Beyond reading SEAL of Honor, though, I felt I needed something more tactile in order to speak or write about Michael Murphy so I took a weekend and flew to Long Island MacArthur Airport, rented a car and early on a Saturday morning as the sun rose over Calverton National Cemetery, I was kneeling in front of Michael’s headstone. I admired the care with which his family secured important mementos such as coins from the Chief of Naval Operations, the White House Situation Room, the Chairman of the Joint Chiefs of Staff, one that read, “Courage,” and another that read, “Son.” I added three of my Deputy Commanding General coins from the 10th Mountain Division, one each for Murphy, Dietz, and Axelson. I found it fitting that Michael’s headstone was set apart and to the front of those of hundreds of other veterans, as if he was commanding a formation.

I was also comforted to find that Michael was in good company.
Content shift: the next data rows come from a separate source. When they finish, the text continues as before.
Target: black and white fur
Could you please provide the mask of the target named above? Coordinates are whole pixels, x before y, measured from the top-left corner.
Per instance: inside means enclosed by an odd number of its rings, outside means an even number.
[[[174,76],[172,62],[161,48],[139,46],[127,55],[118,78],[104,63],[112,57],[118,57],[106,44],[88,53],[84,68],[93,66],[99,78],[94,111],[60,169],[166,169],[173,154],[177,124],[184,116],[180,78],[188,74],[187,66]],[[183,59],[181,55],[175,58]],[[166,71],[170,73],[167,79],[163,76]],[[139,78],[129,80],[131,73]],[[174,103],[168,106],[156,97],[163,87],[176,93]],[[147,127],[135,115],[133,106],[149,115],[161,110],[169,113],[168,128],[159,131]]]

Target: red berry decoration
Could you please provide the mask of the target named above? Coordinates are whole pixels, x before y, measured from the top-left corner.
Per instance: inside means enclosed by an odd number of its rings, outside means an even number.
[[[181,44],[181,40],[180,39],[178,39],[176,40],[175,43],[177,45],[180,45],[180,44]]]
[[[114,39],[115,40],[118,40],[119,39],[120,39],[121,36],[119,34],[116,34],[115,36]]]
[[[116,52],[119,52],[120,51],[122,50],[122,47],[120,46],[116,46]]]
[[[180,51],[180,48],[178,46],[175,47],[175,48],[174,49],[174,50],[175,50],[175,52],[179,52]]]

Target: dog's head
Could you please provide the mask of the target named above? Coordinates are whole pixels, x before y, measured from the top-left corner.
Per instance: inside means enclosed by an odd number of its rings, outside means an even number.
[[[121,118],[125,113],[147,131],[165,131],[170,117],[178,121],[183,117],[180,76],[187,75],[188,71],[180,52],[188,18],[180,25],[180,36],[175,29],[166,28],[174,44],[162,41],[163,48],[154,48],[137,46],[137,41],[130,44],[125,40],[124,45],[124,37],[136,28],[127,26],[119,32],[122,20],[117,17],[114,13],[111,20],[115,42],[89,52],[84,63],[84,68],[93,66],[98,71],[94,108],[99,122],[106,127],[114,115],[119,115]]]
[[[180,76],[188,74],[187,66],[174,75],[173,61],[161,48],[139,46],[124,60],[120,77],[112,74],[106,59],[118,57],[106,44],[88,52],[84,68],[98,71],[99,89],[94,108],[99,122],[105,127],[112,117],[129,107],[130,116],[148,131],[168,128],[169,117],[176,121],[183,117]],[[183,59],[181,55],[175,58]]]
Three headstones down from Michael’s was that of a renowned fellow 10th Mountain Division warrior, Staff Sergeant Anthony Lagman, who served as both a Marine and a Soldier and was killed in Afghanistan March 18, 2004. Forward Operating Base Lagman in Zabul Province remains a key to Coalition success in southeastern Afghanistan.

After a rather emotional morning at Calverton, I then drove to Patchogue-Medford High School, which was unlocked with lots of activities taking place. I walked into the foyer and saw a wall dedicated to Michael’s life and heroism. In a trophy case to the left of Michael’s wall were mementos of “famous graduates.” There were the track shoes of an Olympic athlete, a Grammy Award program from an R&B singer, and the baseball card of a professional baseball player. But Michael’s wall reigned supreme here and I thought the principal had it about right. Students every day walk into that school and see the photos of an American hero, an alumnus, who died for his country, dwarfing the significant, but distant accomplishments of the aforementioned graduates.

As I drove from his high school to the post office that now bore a memorial and his portrait, I noticed American flags flying everywhere and instantly knew that it was as much his family as it was his community that provided Michael his strong sense of patriotism and unwavering moral code that served him, and us, so well.

At the post office, I wrote a quick note to my daughter about to graduate from the University of Colorado, bought a Purple Heart stamp, and then mailed it from Patchogue United States Post Office, which has a beautiful memorial to Michael and his team that faces Main Street, Patchogue, NY, Michael’s hometown.

My final stop was Lake Ronkonkoma where Michael was a lifeguard. There, I saw a father and son reading the memorial, which paid tribute not only to Michael and his team, but also to the TF-160th Special Operations Aviation Regiment “Nightstalkers” and other SEALs that perished in the rescue operation. This being my final stop, I went for a run around a portion of the lake and through the adjacent neighborhoods, reflecting on what I learned about Michael Murphy.

First, as an author of thriller fiction I always study heroes, real life and fictional, and the best heroes are humble, selfless, hard working, and determined. Michael Murphy is a true American hero in the finest sense of the word.

Second, he leaves behind a legacy that will help educate and train young leaders in our country, making us a better nation. All who read his story will grow as citizens, understanding and hopefully emulating the honor and moral code by which he lived his life.

Lastly, his family and friends, and the Patchogue and Long Island communities have a lot to be proud of. They have honored Michael Murphy as he should be honored, with great dignity and enduring presence. When I returned from my trip, I related much of what I’ve written here to a friend and at the end of my story he said, “Sounds like a place I would want to raise my family.”

That’s about the highest praise any community could ask for and as I drifted through Long Island for one day on my Michael Murphy tour, I couldn’t agree more.

I recommend SEAL of Honor to all who hold freedom dear. Gary Williams captures the essence of our country, our hopes and dreams, our fears and misgivings, all in the compelling narrative of one young man’s desire to serve his country.

Mostly, though, I came away from Long Island reassured of our nation’s values. In an era of petty politics and shortsighted vision, in Michael Murphy we have a role model who reflected the values of his family and community and understood the debt that we all owe to those who came before us.

And now we owe Michael Murphy our everlasting appreciation for laying down his life in a remote corner of the world not too far from where the enemy first planned to fly airplanes as guided missiles into a city not too far from where Michael was raised.

And I owe Gary Williams a thank you for writing SEAL of Honor and extending to me the privilege of getting to know, in my own way, this remarkable young man. I served for 28 years in the Army and I never tire of learning the stories of great Americans.

You can count Michael Murphy as one of this nation’s best.